There's a reason most tourists to England stick to the country's cities and don't visit some of its most spectacular scenery: It's not easy to get to rural places anymore.
Until the 1960s, many places in Great Britain, even the most sheep-filled and somnambulant villages, were served by some sort of train service, breathing life into every corner of the nation.
But that changed in 1963, when Richard Beeching, a railway honcho who valued cash returns above rural infrastructure, called for the removal of one-third of the country's train stops, or 7,000 stations. At the time, the railway was viewed not as an essential network that knit the nation together but as a dirty, futureless vestige of Victorian technology that ought to turn a profit. (Sound familiar?)

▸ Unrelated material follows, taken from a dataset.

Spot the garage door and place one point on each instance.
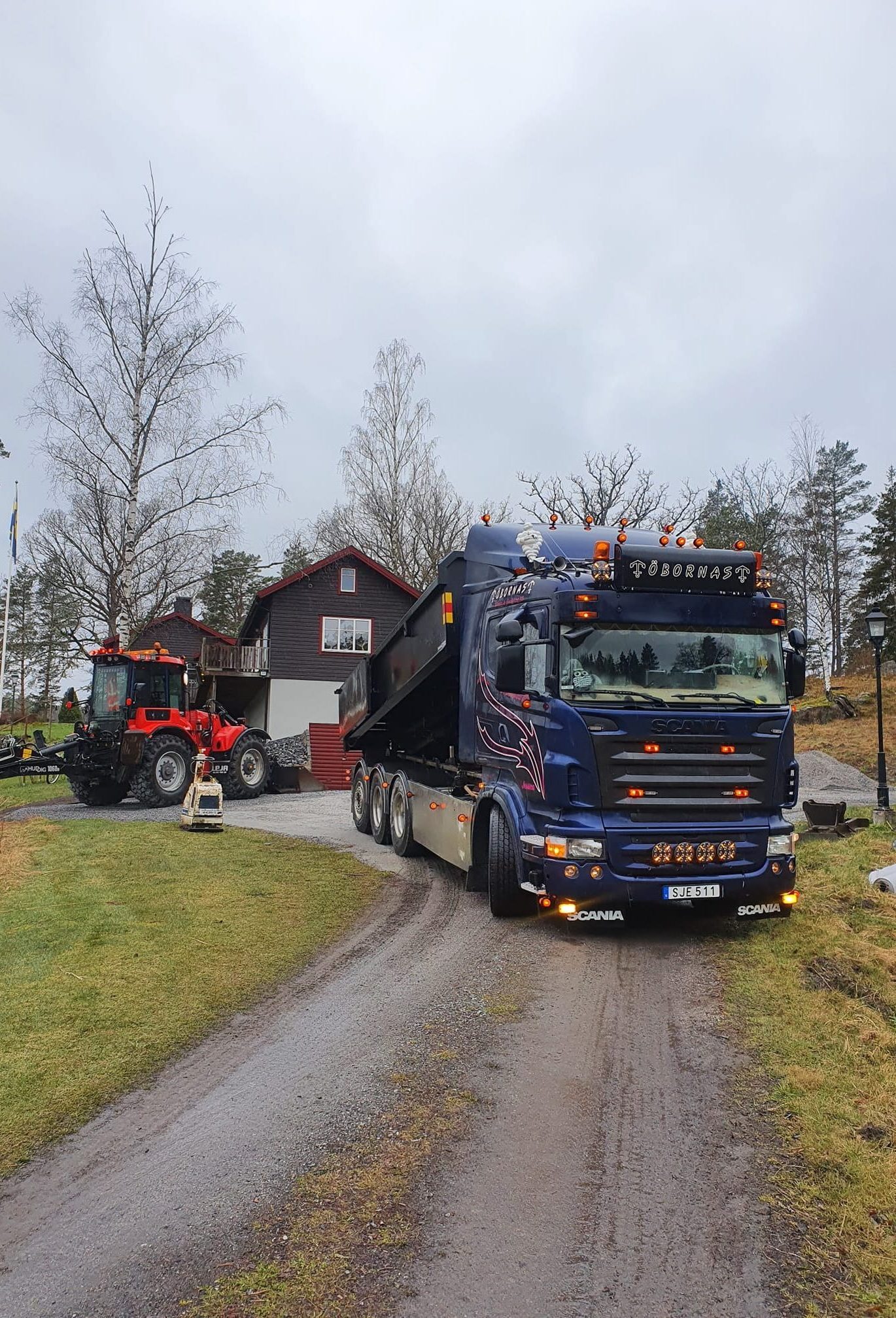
(331, 765)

In the chop-happy railway reforms that followed, one of the many precious places to get cut off from national circulation was Okehampton, a lost-in-time village in the southwestern English county of Devon, a place considered by many to be, along with neighboring Cornwall, one of England's most rugged and romantic corners.

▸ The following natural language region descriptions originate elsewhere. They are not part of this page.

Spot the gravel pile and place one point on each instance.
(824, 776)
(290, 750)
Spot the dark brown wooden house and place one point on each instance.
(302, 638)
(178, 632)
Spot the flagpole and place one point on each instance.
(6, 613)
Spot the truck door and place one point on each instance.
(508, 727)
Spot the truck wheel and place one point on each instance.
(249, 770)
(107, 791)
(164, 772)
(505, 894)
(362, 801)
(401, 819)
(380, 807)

In the medieval era, Okehampton thrived on the wool trade, partly in thanks to the rambling and rocky moorlands a few minutes' walk south of the town limits. Since 1951, those sheep-rearing grounds have been preserved as the 368-square-mile Dartmoor National Park.
The last train rolled out of Okehampton in 1972, taking with it any tourist's hopes of seeing the town and Dartmoor without having access to a motor vehicle.
Which is a shame because, according to The Guardian, Dartmoor is the only place in England where it's explicitly legal to show up and pitch a tent wherever you please—an activity known locally as "wild camping" (because the rural English can make just about anything sound adorable and worth cherishing).
Everywhere else in the country, travelers may only camp at designated, registered campgrounds alongside other campers.
As of November 20, though, history will reverse itself—and campers will run free.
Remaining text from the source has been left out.